You may have heard about the kerfluffle related to Paul Ryan, budget cutter man, eating out with a couple of his friends at an upscale restaurant. He was espied by an inebriated leftie, who took him to task for the price of the bottles of wine they had (over three hundred clams a bottle), and that leftie then made a little Internet tempest over it. This was an unreasonable price for the bottles of wine, or so it was claimed, as opposed to the 80 cucumbers per bottle price that the inebriated leftie had.
The whole thing was an attempt to turn Paul Ryan into a Marie Antoinette figure (“let them drink two buck Chuck”), grinding the faces of the poor whilst he himself was flying high.
But the event illustrates, as little else could, the power and potency of envy. “Wrath is cruel, and anger is outrageous; but who is able to stand before envy?” (Prov. 27:4). In the face of envy, it doesn’t matter if you are being reasonable. It doesn’t matter if you are making sense. It doesn’t matter if you are grateful to God for His good gifts — envy assaults you anyway.
Envy has caused us to invert the moral order. Because no coercion was involved, it ought to delight us that there are upscale bistros like this one, that they have customers, that there are high end vintners to supply them, and so on, all the way through the menu.
But because of envy (and for no other reason), it is possible to get people snarling at all of this. Then, at the same time, the snarlers advocate (in the name of compassion), a small army of tax collecters with block letters on the back of their windbreakers, fanning out across the republic to collect bubillions of dollars at the point of a gun . . . so that what? Well, among other things, so that we can buy three hundred dollar bottles of wine for jitney dictators of glorified shantytowns.
In other words, for the lefties, the pricey wine is not their problem. The liberty is their problem. Spending your own money without some functionary signing off on it is their problem. Buying your own wine without some bureaucrat getting a piece of the action is their problem. Their problem is that they don’t have their hooks in all your stuff yet.

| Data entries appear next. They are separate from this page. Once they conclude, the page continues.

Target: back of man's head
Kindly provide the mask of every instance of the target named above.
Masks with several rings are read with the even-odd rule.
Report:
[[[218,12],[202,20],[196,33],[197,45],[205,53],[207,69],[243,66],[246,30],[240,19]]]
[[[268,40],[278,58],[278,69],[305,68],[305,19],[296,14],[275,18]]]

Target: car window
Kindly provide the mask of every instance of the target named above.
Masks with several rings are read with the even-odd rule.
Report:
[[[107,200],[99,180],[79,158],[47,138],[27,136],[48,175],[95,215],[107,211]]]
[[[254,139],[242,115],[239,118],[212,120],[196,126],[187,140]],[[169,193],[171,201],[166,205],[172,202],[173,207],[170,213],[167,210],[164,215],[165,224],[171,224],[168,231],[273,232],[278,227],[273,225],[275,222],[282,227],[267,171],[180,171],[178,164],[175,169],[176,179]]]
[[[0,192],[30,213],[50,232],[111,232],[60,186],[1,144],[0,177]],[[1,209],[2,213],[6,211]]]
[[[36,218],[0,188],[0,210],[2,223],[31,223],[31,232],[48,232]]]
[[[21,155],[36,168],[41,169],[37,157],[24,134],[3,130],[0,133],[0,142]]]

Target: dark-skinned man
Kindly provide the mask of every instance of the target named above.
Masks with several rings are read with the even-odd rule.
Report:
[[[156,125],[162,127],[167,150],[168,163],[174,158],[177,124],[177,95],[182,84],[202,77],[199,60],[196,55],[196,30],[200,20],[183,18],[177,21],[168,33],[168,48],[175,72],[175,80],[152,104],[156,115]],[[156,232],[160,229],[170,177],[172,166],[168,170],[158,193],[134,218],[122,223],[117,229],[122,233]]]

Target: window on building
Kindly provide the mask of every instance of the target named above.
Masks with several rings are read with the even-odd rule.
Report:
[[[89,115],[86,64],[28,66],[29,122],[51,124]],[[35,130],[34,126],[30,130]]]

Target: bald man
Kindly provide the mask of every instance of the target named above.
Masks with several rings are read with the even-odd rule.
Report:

In short, in the face of envy, we have lost the distinction between meum and tuum. We have lost the concept of private property. Spending your own money on your own dinner — heartless beast! Whooping trillions of dollars not yet extorted at the point of a gun from your great grandchildren — what a paragon of compassion!
“A sound heart is the life of the flesh: but envy the rottenness of the bones” (Prov. 14:30).